Malini dalam penelitian berjudul ”Dinamika Bahasa Bali di Daerah Transmigran di Provinsi Lampung”, tahun 2011, menemukan bahwa karakteristik kebahasaan yang dituturkan transmigran Bali di daerah transmigrasi Lampung ditandai oleh degradasi penguasaan leksikal transmigran Bali di kalangan generasi muda, adanya interferensi pada tataran fonologis gramatikal pada tuturan transmigran Bali, terjadinya campur kode dan alih kode di antara bahasa Bali, bahasa Jawa, dan bahasa Indonesia yang cukup tinggi.
Dhanawaty, dkk. dalam penelitian berjudul ”Konvergensi Linguistik dalam Komunikasi Antaretnik di Lampung”, tahun 2012, mengemukakan bahwa dari aspek kebahasaan di Lampung, konvergensi lebih mengarah ke bahasa Jawa.

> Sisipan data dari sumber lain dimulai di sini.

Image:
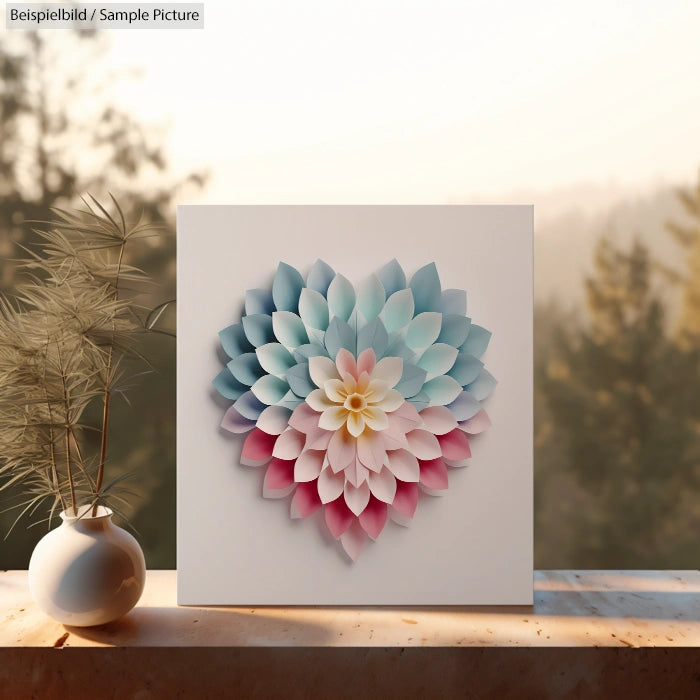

Di daerah tersebut, etnik Bali lebih menguasai bahasa Jawa daripada bahasa Lampung. Fenomena berbeda ditemukan di daerah Lampung Barat yang menunjukkan hubungan etnik Bali dan Lampung sangat intens sehingga konvergensi bahasa Bali mengarah ke bahasa Lampung.
Para peneliti dari BRIN berada di balai desa etnik Bali di daerah transmigrasi Sulawesi Tenggara
Dapat disimpulkan bahwa hubungan sosial yang intens dapat memicu tejadinya konvergensi dan memacu penguasaan bahasa agar dapat berakomodasi, dalam hal ini berkonvergensi, ke arah interlokutor.
“Berdasarkan beberapa penelitian dan tulisan tersebut, penelitian bahasa Bali di wilayah Sulawesi Tenggara sebagai daerah yang lebih majemuk dibandingkan dengan lokasi-lokasi penelitian sebelumnya, menjadi hal baru dan menarik untuk dikaji,” kata Made Sudiana.
Tujuan Penelitian
Made Sudiana menyebutkan, tujuan penelitian yang dilakukan BRIN terhadap etnik Bali di daerah tansmigrasi di Sulawesi Tenggara ini secara umum adalah untuk menguraikan situasi kebahasaan yang melingkupi perkembangan bahasa daerah asal transmigran di daerah transmigrasi dan menggambarkan pola-pola tutur interaktif yang dilakukan etnik Bali dengan etnik lain di daerah transmigrasi Provinsi Sulawesi Tenggara, khususnya di wilayah daratan.
Tujuan khususnya adalah untuk menguraikan karakteristik kebahasaan etnik Bali dalam berinteraksi dengan etnik lain sehingga dapat ditinjau perkembangan bahasa Bali di luar daerah pakai aslinya.
Secara detail, tujuan khusus penelitian menendeskripsikan pilihan bahasa transmigran etnik Bali dalam berkomunikasi dengan etnik lain di daerah transmigrasi Provinsi Sulawesi Tenggara. Selain itu penelitian juga bertujuan untuk mendeskripsikan karakteristik leksikal dan gramatikal transmigran etnik Bali di daerah transmigrasi Provinsi Sulawesi Tenggara.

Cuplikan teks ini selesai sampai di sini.